Patch x86-add-check-for-number-of-available-vectors-before-cpu-down.patch does not apply (enforce with -f)

# Oops, I need to fix diff addresses

(git)/home/ben/src/linux-3.2[linux-3.2.y]$ quilt push --fuzz=2
Applying patch x86-add-check-for-number-of-available-vectors-before-cpu-down.patch
can't find file to patch at input line 104
Perhaps you used the wrong -p or --strip option?

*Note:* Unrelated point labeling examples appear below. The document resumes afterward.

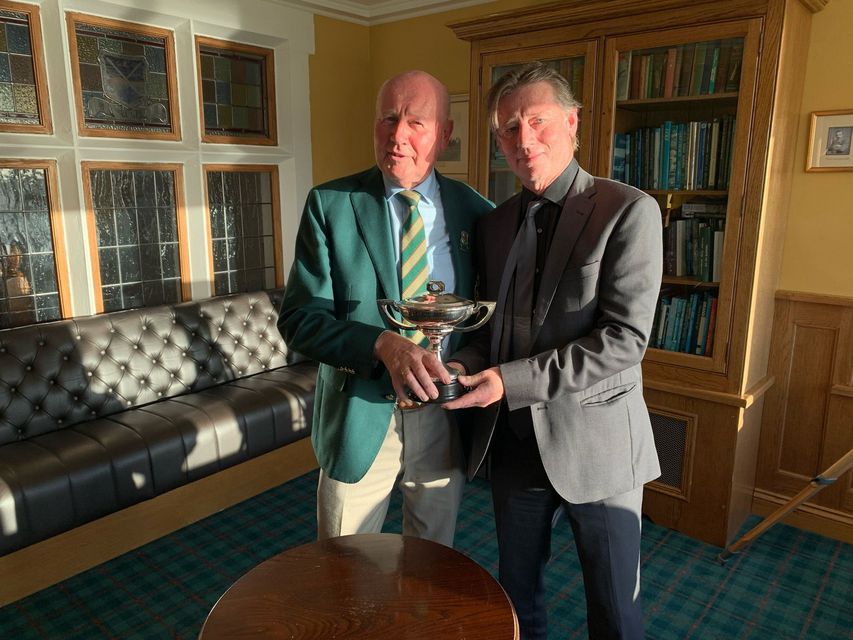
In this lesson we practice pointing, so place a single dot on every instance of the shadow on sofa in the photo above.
(101, 413)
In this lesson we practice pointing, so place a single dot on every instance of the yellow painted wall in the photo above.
(342, 99)
(817, 256)
(351, 62)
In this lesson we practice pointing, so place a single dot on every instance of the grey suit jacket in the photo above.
(582, 382)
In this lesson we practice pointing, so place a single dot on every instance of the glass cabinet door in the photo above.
(574, 62)
(674, 123)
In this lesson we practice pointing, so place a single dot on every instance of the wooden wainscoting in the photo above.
(807, 423)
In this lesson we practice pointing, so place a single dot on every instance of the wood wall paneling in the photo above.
(808, 416)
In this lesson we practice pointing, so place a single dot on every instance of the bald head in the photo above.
(412, 126)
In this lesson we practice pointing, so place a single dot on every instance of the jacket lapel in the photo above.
(371, 214)
(499, 245)
(460, 238)
(573, 218)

The text leading up to this was:
--------------------------
|From: Prarit Bhargava <prarit@redhat.com>
|Date: Mon, 13 Jan 2014 06:51:01 -0500
|Subject: x86: Add check for number of available vectors before CPU down
|
|commit da6139e49c7cb0f4251265cb5243b8d220adb48d upstream.
|
|Bugzilla: https://bugzilla.kernel.org/show_bug.cgi?id=64791
|
|When a cpu is downed on a system, the irqs on the cpu are assigned to
|other cpus.  It is possible, however, that when a cpu is downed there
|aren't enough free vectors on the remaining cpus to account for the
|vectors from the cpu that is being downed.
|
|This results in an interesting "overflow" condition where irqs are
|"assigned" to a CPU but are not handled.
|
|For example, when downing cpus on a 1-64 logical processor system:
|
|<snip>
|[  232.021745] smpboot: CPU 61 is now offline
|[  238.480275] smpboot: CPU 62 is now offline
|[  245.991080] ------------[ cut here ]------------
|[  245.996270] WARNING: CPU: 0 PID: 0 at net/sched/sch_generic.c:264 dev_watchdog+0x246/0x250()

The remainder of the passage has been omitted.